Deutsche Bank under pressure
Deutsche Bank shares DBK, +1.78% rose 3.6%, even after S&P Global Ratings downgraded the German lender to ‘BBB+’ from ‘A-’, citing concerns about its restructuring.
Separately, an Australian regulator on Friday said Deutsche Bank will face “criminal cartel charges” alongside Citigroup Inc. C, +1.14% and Australia & New Zealand Banking Group Ltd.

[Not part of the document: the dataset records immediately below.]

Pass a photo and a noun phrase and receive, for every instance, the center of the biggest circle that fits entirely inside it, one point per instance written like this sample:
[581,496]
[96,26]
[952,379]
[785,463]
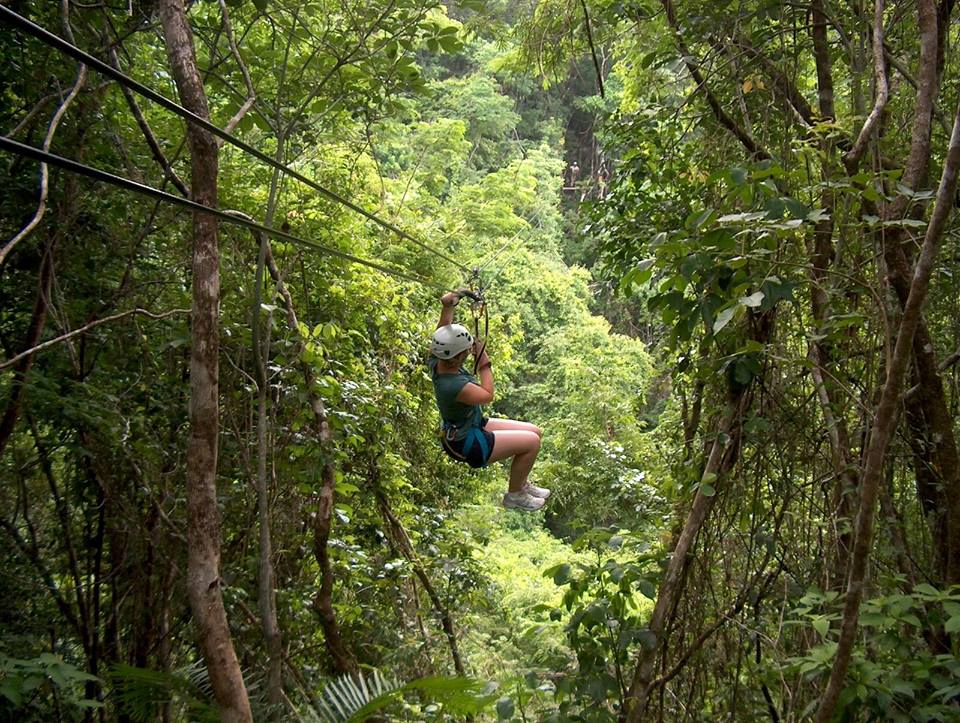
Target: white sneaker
[533,490]
[522,501]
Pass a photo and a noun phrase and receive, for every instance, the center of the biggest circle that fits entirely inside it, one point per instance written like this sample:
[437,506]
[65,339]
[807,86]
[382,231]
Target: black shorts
[474,449]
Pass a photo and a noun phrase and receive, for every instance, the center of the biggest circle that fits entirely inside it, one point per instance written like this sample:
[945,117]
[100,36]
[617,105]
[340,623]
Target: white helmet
[450,340]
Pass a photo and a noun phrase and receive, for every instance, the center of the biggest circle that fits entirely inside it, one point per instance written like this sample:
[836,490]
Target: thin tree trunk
[203,518]
[343,661]
[267,594]
[38,319]
[672,586]
[406,549]
[883,426]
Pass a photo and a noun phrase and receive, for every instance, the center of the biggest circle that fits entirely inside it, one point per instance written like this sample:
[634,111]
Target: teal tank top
[457,415]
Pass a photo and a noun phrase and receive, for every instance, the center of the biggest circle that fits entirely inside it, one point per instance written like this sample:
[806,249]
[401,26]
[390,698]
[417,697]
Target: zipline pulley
[478,310]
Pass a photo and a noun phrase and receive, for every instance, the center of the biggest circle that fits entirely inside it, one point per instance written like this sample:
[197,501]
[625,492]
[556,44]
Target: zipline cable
[20,149]
[507,243]
[67,48]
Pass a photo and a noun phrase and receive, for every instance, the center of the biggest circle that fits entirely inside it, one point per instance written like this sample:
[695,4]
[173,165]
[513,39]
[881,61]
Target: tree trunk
[321,520]
[884,423]
[203,518]
[267,593]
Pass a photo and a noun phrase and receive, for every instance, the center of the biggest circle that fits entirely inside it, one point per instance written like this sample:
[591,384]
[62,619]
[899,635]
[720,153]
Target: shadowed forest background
[719,254]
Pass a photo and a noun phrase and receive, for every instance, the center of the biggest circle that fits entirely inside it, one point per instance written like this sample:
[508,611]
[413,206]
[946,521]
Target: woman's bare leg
[496,425]
[523,446]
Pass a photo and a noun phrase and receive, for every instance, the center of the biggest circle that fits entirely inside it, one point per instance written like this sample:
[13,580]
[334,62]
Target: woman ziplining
[467,435]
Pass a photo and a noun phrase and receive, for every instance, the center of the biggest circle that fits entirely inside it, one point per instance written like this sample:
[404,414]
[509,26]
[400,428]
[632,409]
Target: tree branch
[593,50]
[85,328]
[44,171]
[235,51]
[151,139]
[851,159]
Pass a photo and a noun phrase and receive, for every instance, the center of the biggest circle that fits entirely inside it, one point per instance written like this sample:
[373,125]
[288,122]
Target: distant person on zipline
[467,435]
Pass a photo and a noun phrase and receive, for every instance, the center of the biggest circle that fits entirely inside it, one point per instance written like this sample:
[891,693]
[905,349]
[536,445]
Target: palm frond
[354,698]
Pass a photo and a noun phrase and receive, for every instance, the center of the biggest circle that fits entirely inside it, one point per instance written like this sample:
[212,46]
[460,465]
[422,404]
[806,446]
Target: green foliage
[355,698]
[140,693]
[44,687]
[605,603]
[897,677]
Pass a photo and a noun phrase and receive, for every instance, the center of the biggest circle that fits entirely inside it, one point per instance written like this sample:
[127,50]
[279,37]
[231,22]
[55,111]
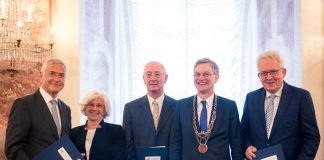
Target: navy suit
[294,126]
[225,133]
[108,142]
[31,127]
[139,126]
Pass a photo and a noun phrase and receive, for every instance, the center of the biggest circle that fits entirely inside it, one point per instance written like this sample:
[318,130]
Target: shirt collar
[158,100]
[209,100]
[47,97]
[278,93]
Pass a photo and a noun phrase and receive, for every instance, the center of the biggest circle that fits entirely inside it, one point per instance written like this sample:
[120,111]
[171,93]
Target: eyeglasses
[205,75]
[273,73]
[155,74]
[54,74]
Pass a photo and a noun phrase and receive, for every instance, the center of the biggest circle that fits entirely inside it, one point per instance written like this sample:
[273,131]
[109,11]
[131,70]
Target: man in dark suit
[279,113]
[147,120]
[31,126]
[206,126]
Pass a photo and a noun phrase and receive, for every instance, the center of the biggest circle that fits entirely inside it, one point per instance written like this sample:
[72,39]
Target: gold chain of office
[202,137]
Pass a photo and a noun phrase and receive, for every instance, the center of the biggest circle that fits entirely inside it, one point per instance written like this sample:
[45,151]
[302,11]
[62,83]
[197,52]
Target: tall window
[119,37]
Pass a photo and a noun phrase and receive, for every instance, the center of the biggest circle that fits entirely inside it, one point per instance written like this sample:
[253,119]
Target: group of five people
[205,126]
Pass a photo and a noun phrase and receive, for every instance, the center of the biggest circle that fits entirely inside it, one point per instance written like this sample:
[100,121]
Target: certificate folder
[270,153]
[159,152]
[63,149]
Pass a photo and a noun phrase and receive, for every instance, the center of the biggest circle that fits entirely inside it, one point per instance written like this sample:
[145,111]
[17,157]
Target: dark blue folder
[275,150]
[63,149]
[160,151]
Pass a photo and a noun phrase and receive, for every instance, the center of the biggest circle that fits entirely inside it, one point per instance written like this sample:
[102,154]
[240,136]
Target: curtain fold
[118,39]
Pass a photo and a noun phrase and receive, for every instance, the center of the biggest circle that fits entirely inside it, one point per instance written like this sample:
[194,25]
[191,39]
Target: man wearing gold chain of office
[206,126]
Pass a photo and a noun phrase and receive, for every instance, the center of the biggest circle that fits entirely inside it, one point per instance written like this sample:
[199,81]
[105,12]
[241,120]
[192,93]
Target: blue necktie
[203,117]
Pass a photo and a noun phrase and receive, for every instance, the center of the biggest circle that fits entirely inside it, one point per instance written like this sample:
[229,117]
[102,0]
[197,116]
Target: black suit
[294,126]
[31,127]
[225,141]
[139,126]
[108,142]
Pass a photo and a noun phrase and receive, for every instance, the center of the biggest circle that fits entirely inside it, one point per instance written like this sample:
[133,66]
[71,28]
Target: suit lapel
[260,113]
[284,100]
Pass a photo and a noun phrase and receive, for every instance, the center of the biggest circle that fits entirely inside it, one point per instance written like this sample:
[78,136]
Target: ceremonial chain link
[203,137]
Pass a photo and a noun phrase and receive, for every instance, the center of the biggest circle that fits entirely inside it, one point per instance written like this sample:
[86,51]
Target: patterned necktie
[55,116]
[203,117]
[156,113]
[269,112]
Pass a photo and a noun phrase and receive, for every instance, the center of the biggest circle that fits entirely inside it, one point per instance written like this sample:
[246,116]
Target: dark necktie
[156,113]
[55,116]
[203,117]
[269,112]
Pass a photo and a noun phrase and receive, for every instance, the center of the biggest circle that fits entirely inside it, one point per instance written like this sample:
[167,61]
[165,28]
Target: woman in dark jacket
[98,140]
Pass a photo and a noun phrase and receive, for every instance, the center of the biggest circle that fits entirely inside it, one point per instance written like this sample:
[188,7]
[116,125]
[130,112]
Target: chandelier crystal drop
[18,49]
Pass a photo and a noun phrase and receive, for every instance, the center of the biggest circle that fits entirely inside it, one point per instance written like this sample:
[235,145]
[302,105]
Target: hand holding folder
[270,153]
[63,149]
[152,153]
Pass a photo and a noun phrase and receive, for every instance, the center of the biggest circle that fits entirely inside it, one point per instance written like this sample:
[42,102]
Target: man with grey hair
[39,119]
[147,120]
[279,114]
[206,126]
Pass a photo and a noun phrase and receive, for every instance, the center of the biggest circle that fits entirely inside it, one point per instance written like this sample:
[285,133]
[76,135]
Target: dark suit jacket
[294,126]
[108,142]
[139,126]
[225,134]
[31,127]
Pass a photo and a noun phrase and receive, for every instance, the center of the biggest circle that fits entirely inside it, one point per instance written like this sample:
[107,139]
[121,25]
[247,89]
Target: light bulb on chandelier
[19,49]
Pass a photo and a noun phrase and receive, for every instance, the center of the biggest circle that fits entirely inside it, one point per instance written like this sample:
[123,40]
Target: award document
[63,149]
[152,153]
[270,153]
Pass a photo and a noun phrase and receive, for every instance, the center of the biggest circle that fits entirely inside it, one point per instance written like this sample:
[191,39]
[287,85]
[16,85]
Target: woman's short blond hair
[92,96]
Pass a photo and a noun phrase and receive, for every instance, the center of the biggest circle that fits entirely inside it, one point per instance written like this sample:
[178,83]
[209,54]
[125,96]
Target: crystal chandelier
[18,48]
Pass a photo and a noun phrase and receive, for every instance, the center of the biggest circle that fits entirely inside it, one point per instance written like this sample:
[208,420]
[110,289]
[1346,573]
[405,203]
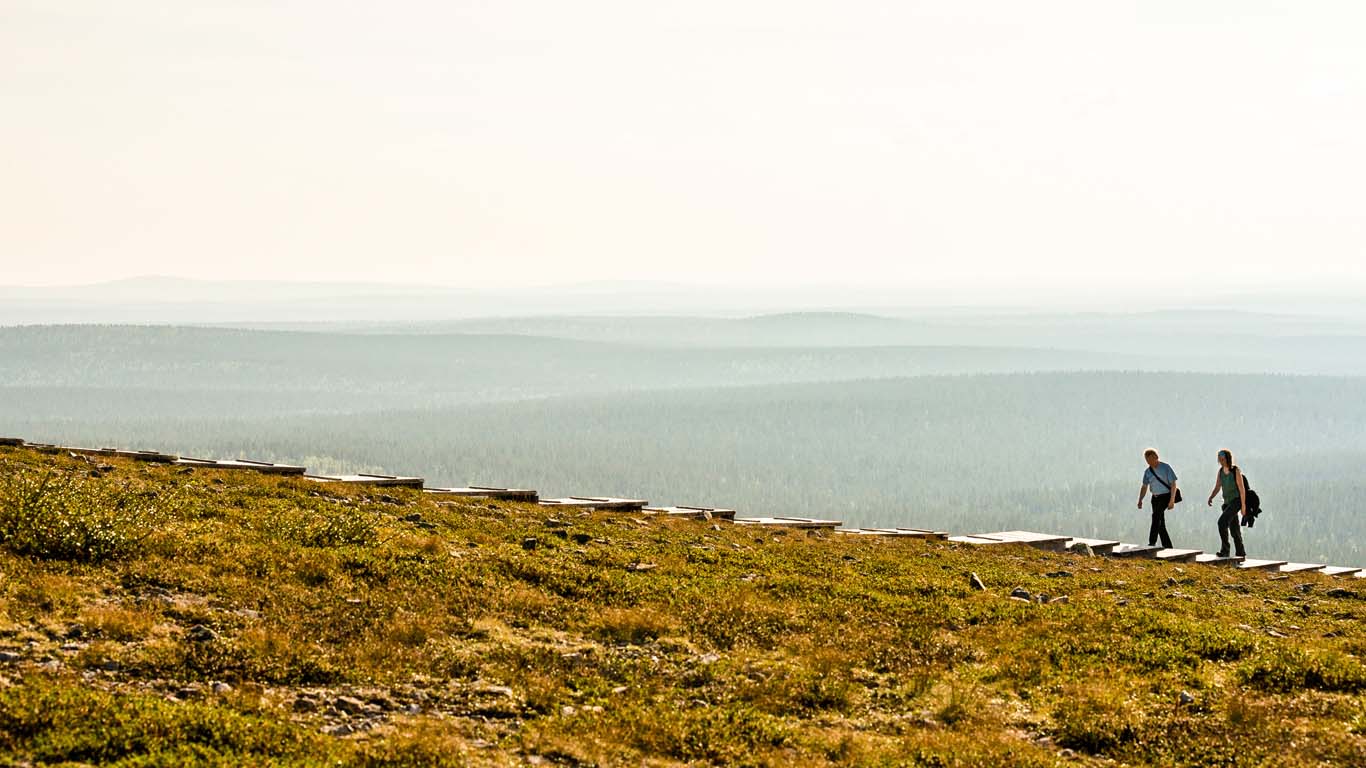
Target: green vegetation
[273,621]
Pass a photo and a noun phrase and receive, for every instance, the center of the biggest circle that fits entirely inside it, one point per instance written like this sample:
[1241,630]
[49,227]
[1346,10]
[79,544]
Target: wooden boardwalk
[1048,541]
[791,522]
[485,492]
[242,465]
[693,513]
[372,480]
[597,503]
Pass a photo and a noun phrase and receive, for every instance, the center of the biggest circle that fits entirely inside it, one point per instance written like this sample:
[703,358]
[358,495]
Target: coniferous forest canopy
[962,424]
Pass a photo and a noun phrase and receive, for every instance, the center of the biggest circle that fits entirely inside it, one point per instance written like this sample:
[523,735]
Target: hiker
[1163,478]
[1230,478]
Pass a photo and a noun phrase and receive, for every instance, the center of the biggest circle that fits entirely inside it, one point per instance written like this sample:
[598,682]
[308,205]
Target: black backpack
[1254,502]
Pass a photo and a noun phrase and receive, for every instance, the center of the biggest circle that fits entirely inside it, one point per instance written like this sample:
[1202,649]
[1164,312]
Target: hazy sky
[1004,145]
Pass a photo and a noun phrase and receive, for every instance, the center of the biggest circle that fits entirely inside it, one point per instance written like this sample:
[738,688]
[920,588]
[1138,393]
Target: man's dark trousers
[1159,529]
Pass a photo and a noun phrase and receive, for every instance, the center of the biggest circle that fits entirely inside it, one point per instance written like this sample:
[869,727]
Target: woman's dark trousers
[1228,524]
[1159,529]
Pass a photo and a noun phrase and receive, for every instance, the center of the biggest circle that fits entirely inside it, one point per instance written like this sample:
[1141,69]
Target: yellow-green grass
[622,641]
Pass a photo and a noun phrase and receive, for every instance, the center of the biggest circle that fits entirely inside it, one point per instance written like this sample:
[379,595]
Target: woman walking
[1230,480]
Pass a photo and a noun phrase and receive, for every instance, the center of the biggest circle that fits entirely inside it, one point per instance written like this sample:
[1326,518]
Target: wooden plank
[1098,545]
[1179,555]
[370,480]
[977,540]
[790,522]
[691,513]
[1250,565]
[597,503]
[1206,559]
[486,492]
[265,468]
[1037,540]
[906,532]
[137,455]
[1135,551]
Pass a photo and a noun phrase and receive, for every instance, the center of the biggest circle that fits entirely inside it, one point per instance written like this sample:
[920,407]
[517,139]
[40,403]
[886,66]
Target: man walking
[1161,477]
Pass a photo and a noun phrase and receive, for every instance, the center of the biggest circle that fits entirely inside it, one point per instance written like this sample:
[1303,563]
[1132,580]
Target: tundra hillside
[152,615]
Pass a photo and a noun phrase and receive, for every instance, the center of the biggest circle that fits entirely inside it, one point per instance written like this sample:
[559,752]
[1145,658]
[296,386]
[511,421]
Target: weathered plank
[247,465]
[977,540]
[1216,560]
[906,532]
[691,513]
[1098,545]
[1254,565]
[1038,540]
[790,522]
[1179,555]
[1135,551]
[597,503]
[485,492]
[372,480]
[137,455]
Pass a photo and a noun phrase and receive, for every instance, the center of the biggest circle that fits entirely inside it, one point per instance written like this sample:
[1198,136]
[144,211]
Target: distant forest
[956,437]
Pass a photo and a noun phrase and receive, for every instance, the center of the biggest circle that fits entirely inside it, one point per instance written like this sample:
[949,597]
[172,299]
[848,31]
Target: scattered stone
[349,704]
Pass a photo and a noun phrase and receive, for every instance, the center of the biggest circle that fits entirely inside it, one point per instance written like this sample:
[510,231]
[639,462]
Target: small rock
[349,704]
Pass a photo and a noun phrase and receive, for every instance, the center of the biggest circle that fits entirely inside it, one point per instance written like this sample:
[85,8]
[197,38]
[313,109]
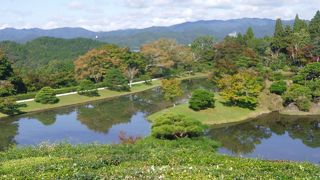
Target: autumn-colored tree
[171,89]
[94,64]
[165,54]
[240,89]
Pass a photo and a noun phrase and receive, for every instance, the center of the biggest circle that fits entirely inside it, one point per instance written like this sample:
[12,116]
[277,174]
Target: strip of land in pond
[74,99]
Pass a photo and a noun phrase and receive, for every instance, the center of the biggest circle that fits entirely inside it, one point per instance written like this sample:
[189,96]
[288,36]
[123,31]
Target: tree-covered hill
[42,50]
[184,33]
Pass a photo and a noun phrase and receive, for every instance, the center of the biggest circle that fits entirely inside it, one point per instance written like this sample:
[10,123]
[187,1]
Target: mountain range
[184,33]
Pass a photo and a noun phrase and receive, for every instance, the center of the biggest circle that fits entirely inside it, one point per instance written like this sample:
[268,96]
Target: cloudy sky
[106,15]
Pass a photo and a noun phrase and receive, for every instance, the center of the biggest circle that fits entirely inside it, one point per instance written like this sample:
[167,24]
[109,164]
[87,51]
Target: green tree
[278,87]
[300,95]
[172,126]
[201,99]
[171,89]
[202,48]
[46,96]
[278,43]
[115,80]
[249,36]
[87,88]
[299,24]
[10,107]
[10,82]
[314,26]
[241,89]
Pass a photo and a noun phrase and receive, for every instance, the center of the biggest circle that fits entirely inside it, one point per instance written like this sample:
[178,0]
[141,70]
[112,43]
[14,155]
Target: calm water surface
[269,137]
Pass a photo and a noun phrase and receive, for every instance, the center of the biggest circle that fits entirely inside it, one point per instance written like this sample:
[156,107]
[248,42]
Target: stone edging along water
[200,75]
[71,93]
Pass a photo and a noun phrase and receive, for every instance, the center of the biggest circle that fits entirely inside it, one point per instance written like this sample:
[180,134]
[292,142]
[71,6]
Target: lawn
[219,115]
[104,94]
[147,159]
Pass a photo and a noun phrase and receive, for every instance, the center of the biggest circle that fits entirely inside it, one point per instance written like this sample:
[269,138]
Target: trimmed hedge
[201,99]
[46,96]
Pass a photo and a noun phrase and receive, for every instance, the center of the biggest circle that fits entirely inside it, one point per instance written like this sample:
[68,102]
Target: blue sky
[106,15]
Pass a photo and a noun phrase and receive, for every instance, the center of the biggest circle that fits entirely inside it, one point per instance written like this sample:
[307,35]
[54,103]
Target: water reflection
[99,122]
[273,135]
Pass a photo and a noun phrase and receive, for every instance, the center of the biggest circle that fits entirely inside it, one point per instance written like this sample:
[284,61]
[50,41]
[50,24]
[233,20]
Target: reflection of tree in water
[102,116]
[48,118]
[9,129]
[305,128]
[242,138]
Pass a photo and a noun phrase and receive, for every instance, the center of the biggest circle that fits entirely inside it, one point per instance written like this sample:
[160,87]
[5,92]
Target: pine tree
[299,24]
[278,42]
[314,27]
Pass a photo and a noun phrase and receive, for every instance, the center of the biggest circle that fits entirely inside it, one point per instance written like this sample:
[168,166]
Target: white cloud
[102,15]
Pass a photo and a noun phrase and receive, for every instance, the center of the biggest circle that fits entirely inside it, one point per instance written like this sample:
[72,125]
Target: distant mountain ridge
[134,38]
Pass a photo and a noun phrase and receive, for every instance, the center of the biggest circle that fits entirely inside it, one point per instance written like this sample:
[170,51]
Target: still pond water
[270,137]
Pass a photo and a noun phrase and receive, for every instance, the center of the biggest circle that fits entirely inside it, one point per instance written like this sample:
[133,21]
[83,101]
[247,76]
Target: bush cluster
[278,87]
[46,96]
[173,126]
[87,88]
[201,99]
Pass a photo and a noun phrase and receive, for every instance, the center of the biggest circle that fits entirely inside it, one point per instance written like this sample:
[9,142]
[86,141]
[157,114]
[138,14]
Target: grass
[104,94]
[146,159]
[221,114]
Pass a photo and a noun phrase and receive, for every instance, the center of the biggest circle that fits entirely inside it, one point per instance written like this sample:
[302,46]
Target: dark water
[99,122]
[270,137]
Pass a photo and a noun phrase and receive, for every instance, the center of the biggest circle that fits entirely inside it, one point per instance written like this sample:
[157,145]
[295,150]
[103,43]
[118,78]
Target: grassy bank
[219,115]
[104,94]
[147,159]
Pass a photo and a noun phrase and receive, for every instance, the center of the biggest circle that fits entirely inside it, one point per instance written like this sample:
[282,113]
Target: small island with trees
[251,76]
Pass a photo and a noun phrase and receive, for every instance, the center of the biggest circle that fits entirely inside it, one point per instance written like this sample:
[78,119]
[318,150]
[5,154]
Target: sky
[108,15]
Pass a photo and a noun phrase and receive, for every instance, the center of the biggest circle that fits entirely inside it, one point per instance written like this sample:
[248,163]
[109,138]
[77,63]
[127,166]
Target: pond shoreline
[104,95]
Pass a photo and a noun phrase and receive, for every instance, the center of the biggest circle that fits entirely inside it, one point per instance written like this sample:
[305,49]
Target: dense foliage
[9,106]
[87,88]
[46,96]
[201,99]
[171,89]
[241,89]
[41,51]
[173,126]
[278,87]
[115,80]
[300,95]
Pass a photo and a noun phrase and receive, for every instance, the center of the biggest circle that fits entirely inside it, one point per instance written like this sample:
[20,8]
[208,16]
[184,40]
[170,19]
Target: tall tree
[299,24]
[314,26]
[277,43]
[172,89]
[249,34]
[9,80]
[202,48]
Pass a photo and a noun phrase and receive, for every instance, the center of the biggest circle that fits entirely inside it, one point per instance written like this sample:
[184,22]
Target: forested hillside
[184,33]
[43,50]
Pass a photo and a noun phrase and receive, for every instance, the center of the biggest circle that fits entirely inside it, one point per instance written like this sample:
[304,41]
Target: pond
[271,136]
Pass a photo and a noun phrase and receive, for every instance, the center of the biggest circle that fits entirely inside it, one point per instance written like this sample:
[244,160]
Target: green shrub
[87,88]
[173,126]
[46,96]
[278,87]
[300,95]
[303,103]
[9,106]
[115,80]
[201,99]
[147,79]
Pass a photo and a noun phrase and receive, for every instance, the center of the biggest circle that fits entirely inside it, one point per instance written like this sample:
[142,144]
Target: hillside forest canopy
[244,59]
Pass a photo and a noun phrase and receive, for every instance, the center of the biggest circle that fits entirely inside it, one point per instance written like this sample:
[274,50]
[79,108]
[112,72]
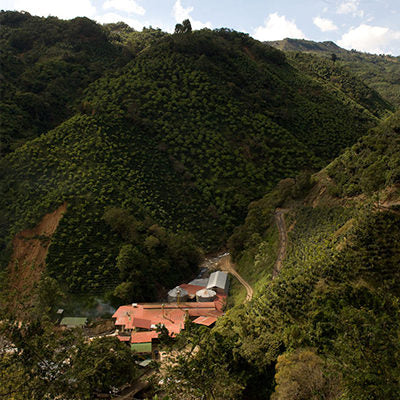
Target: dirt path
[27,263]
[226,265]
[283,240]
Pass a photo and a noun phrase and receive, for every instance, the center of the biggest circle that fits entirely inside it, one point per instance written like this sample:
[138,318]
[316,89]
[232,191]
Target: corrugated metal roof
[141,347]
[141,323]
[124,338]
[218,279]
[199,282]
[191,289]
[74,321]
[143,337]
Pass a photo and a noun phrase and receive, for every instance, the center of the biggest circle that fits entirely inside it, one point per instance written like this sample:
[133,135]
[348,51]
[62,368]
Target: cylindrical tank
[177,293]
[205,295]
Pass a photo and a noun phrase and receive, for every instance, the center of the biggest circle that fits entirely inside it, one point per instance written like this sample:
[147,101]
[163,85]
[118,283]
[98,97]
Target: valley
[136,164]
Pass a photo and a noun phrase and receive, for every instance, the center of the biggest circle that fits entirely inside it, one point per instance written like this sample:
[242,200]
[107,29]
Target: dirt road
[283,240]
[226,265]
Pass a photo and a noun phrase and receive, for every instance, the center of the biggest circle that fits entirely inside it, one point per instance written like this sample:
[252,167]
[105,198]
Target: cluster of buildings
[202,301]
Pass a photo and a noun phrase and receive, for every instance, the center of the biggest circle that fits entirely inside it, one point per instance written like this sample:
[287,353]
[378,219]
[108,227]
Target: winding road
[283,240]
[226,265]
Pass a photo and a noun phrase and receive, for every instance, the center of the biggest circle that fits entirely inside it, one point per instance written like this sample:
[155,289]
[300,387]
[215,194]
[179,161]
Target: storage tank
[177,293]
[205,295]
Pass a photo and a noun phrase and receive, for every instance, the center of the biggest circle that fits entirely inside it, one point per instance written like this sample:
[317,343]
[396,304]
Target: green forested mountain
[327,326]
[190,131]
[380,72]
[45,64]
[161,147]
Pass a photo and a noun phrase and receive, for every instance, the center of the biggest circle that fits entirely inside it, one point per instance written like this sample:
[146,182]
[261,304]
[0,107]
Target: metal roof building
[177,294]
[219,282]
[74,322]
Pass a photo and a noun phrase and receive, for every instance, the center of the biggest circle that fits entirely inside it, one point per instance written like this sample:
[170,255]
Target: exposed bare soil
[27,263]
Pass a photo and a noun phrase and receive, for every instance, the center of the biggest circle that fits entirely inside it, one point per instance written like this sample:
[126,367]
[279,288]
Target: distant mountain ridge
[186,134]
[380,72]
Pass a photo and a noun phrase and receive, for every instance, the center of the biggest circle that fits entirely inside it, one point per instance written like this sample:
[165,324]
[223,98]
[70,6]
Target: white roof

ANZ, -1.51% . The charges are related to trading in ANZ shares following an institutional share placement in August 2015.
On Thursday, Deutsche Bank shares tumbled 7.2% after the U.S. Federal Reserve designated the German lender’s U.S. business as in “troubled condition.”
See: Deutsche Bank’s stock looks cheap after 40% slide, but analysts remain wary
Stock movers
Italian bank stocks were among the big winners Friday. Banco BPM SpA BAMI, +8.45% shares leapt 7.6% and and a 6.1% rise in BPER Banca SpA BPE, +7.87% shares were up 6.1% to lead the Stoxx 600. The FTSE Italia All-Share Banks Sector Index IT8300, +3.84% climbed 4.8%.
Elekta AB EKTAB, -0.56% shares dropped 1.7%, paring deeper losses. The radiological equipment maker posted fourth-quarter adjusted earnings of 918 million Swedish kronor, missing a FactSet consensus estimate of 985 Swedish kronor.
Economic data
The final reading of the eurozone purchasing managers’ index for manufacturing in May was 55.5, said IHS Markit. That was unchanged from the preliminary estimate, but down from 56.2 in April.
Italy’s final manufacturing PMI print for May was 52.7. That compares with a 52.8 flash reading and a print of 53.5 in April.